Adv Matinenga – who is a Zimbabwean national – maintained the re-appointment of Justice Mosito was legitimate because the King had only removed him from office when he had already resigned, a move that was not necessary. In any event, the tribunal’s adverse findings against Judge Mosito had been subsequently set aside. There was therefore no legal impediment to his re-appointment to the bench as there is no criminal conviction against him nor any valid adverse findings of any tribunal against him.
“Their case is based on the argument that the 1st respondent is not fit to hold office, but the Prime Minister clearly says in his affidavit that those charges – which were preferred on him by the previous government – were trumped up charges…..These charges were not in any event upheld by any court of law,” he said.

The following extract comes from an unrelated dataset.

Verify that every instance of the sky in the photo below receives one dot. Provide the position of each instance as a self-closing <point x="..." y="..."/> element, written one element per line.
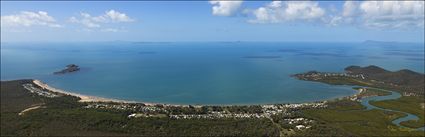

He further argued the four lawyers had a weak case because they were also seeking to use the case against Judge Mosito to fight against the removal of Justice Robert Nugent from the presidency of the apex court, in favour of Judge Mosito, when Justice Nugent was himself not fighting against his removal and had not sanctioned them to do so.
“Judge Nugent clearly said he did not want to be involved in the matter.
“Your Lordships are now being asked to make an academic ruling that will have no effect.
“If judge Nugent had wanted to challenge his dismissal, he was free to do so,” he argued.
Justice Nugent was removed from the position as Justice Mosito was simultaneously reappointed to the seat on 1 August, 2017.
However, Advocate Matinenga was overruled when he sought to rely on supplementary affidavits to introduce the judgment of the High Court in which it quashed the findings of the tribunal against Justice Mosito as well as the High Court judgment of 25 October 2017 clearing Justice Mosito of the tax evasion charges.
The court held that it was against the rules of the Constitutional Court rules to bring a supplementary affidavit without making a substantive application to seek permission of the court to do so.
The lawyer representing the law society, King’s Counsel Hopolang Nathane, argued briefly that the four lawyers did not have a right to challenge the reappointment of Justice Mosito on behalf of the country’s legal practitioners.
He said the law only gives powers to the law society to act on behalf of legal practitioners.
The judges reserved judgment to 9 February next year after saying they needed time to consider the matter.